Am 13. Mai 2024 öffnete die Kirche Sant'Antonio nach sieben Jahren Bauzeit wieder für die Gläubigen, und davor lag ein sehr viel längeres Warten: das Erdbeben vom 23. November 1980 hatte sie unbrauchbar gemacht, seither war sie für den Gottesdienst geschlossen. Wie alt der Bau ist, weiß niemand genau: er steht auf den Resten einer römischen Basilika, die ihrerseits auf vier Wehrtürmen aufsetzte, während andere Darstellungen von einem einzigen langobardischen Turm sprechen.
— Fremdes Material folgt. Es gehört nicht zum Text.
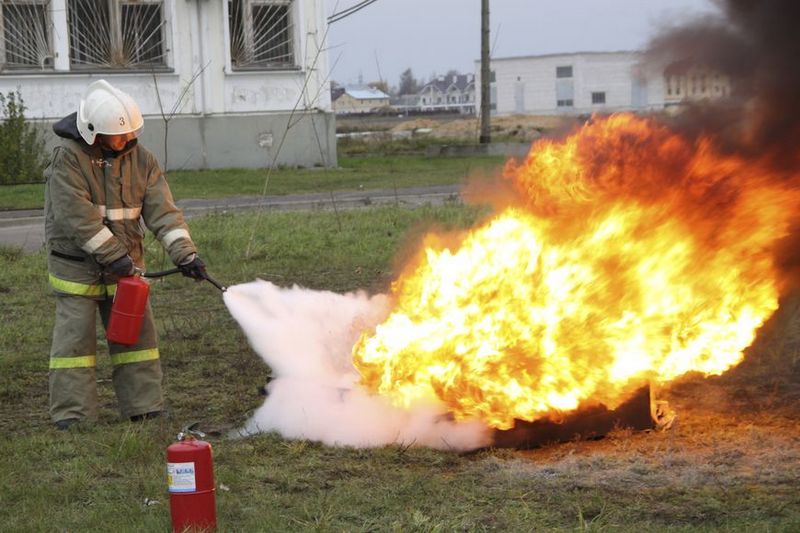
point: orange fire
(631, 255)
Die Datierung ist schwierig, gerade weil hier nie bei null angefangen wurde.
Sehenswertes
Das heutige Patrozinium ist das letzte einer Reihe. Früher war dies die Kirche San Bartolomeo, die Pfarrei des alten Stadtpatrons von Ripacandida und eine der beiden, die sich den Ort teilten. 1540 hob eine Bulle des Bischofs von Melfi beide auf, San Bartolomeo und San Nicola, und führte sie in der einen Pfarrei der neuen Mutterkirche Santa Maria del Sepolcro zusammen. Von da an verlor das Gebäude seine Rolle und wechselte den Titelheiligen, doch die Mauern blieben, wo sie waren: auf den Türmen.
Der Besuch
Besichtigen lässt sich die Kirche erst seit kurzem wieder: nach vierundvierzig Jahren verschlossener Türen haben die Gottesdienste gerade erst wieder begonnen, und die Öffnungszeiten richten sich nach der Pfarrei, nicht nach einem Besucherkalender. Wenn Sie sie offen antreffen, schauen Sie zuerst darauf, wie der Bau dort auf dem Boden aufsitzt, wo der Geländesprung am größten ist: der untere Teil hat alle Umbauten überstanden.
Tipp der Redaktion
Nehmen Sie beide Kirchen hintereinander: Steigen Sie von hier zur Mutterkirche an der Piazza del Popolo hinauf und suchen Sie in der Sakristei den «Heiligen Bartholomäus» von Gaetano Recco. Er ist der Heilige, der diesem Bau den Namen gab, bevor er Sant'Antonio hieß, und ihn dort oben in einem Gemälde wiederzufinden erzählt den Umzug der Pfarrei besser als jede Tafel.